Are we neutral, or do we bemoan the fact that we now more often read from screens? The podcast Invisibilia, co-hosted by Lulu Miller and Alix Spiegel, created a fascinating show called Our Computers, Ourselves. It tells us about Thad, a man who has been part-computer–a cyborg–for many years. He began his life with a computer attached to himself while doing his dissertation on the subject, before the existence of smartphones, and he continues in this state to this day.
The heart of the podcast is when Thad answers whether he thinks computers diminish our humanity. He compares wearing computers to wearing eye glasses or even shoes. When asked if there is a downside to being synthesized with your computer, he says, “you have to charge the computers.” Thad doesn’t think we become less human by letting a computer remind us, inform us, or even keep us company.

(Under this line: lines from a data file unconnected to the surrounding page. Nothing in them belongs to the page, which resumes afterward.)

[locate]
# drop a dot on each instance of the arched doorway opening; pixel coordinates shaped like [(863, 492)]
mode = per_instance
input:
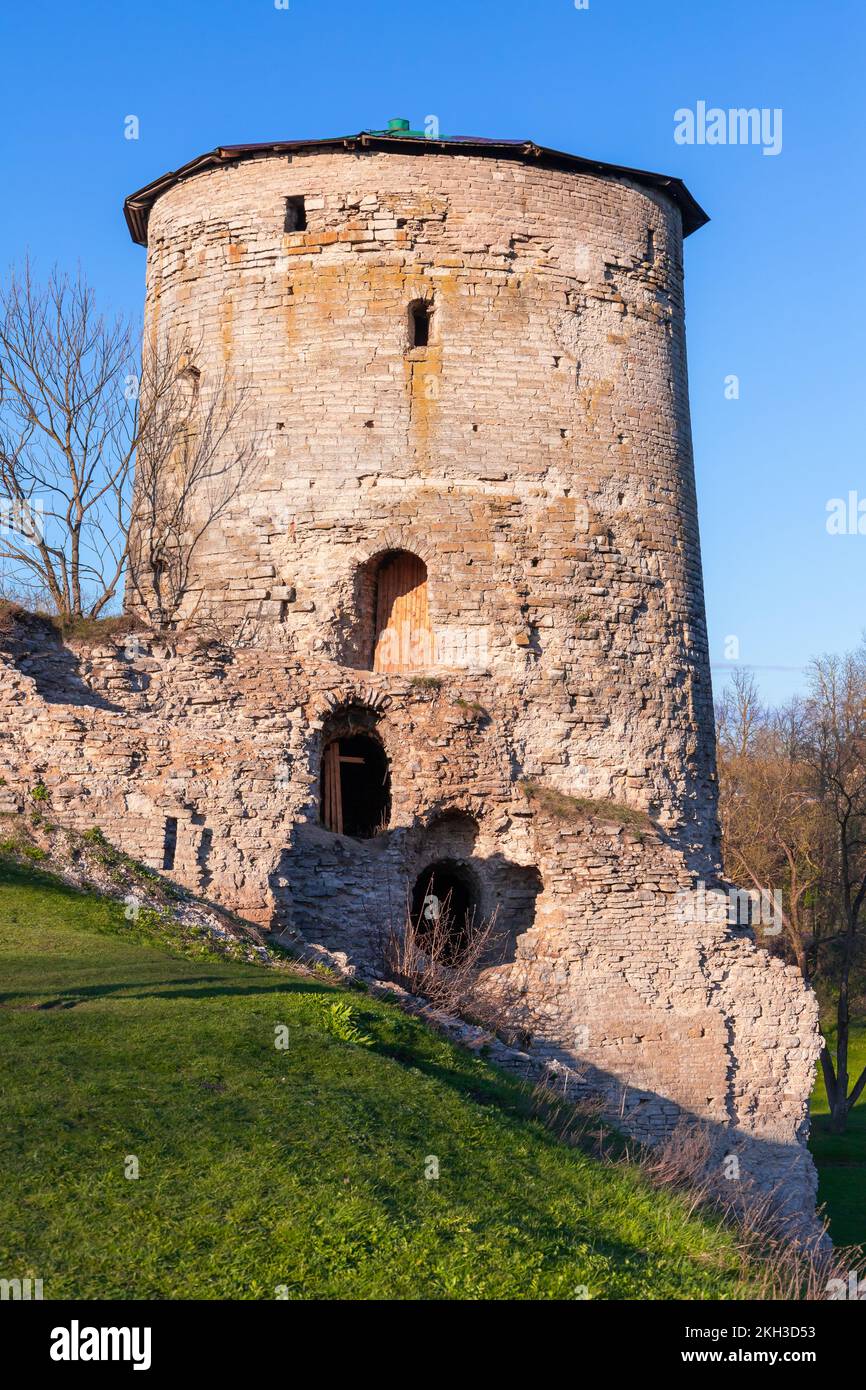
[(445, 908), (402, 633), (355, 787)]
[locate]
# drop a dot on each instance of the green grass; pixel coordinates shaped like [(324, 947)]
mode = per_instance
[(841, 1158), (302, 1168)]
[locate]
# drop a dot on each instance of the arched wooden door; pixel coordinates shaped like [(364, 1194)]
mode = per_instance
[(403, 634)]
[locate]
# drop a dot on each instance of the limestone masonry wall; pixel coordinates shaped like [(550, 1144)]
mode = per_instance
[(535, 453)]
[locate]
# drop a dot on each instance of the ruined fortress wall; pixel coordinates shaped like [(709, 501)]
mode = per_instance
[(619, 983), (537, 456), (537, 453)]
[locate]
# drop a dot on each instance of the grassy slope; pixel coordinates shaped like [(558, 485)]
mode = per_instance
[(841, 1159), (305, 1166)]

The host goes on to provide more historical context: in ancient Greece, Plato discouraged literacy because he thought that being able to gain information through books rather than through direct interaction with people would cognitively change us for the worse. We can all agree that reading and writing went okay, though, right?Meanwhile, Gölz-Schmitt responds to her own attraction to old books by finding a new use for them that integrates all of their parts. If she could find another medium with the textures, colors, and patterns that she finds in the books, she would, and she may well do so in the future. For now, the works in Uncovered elegantly usher in a new era.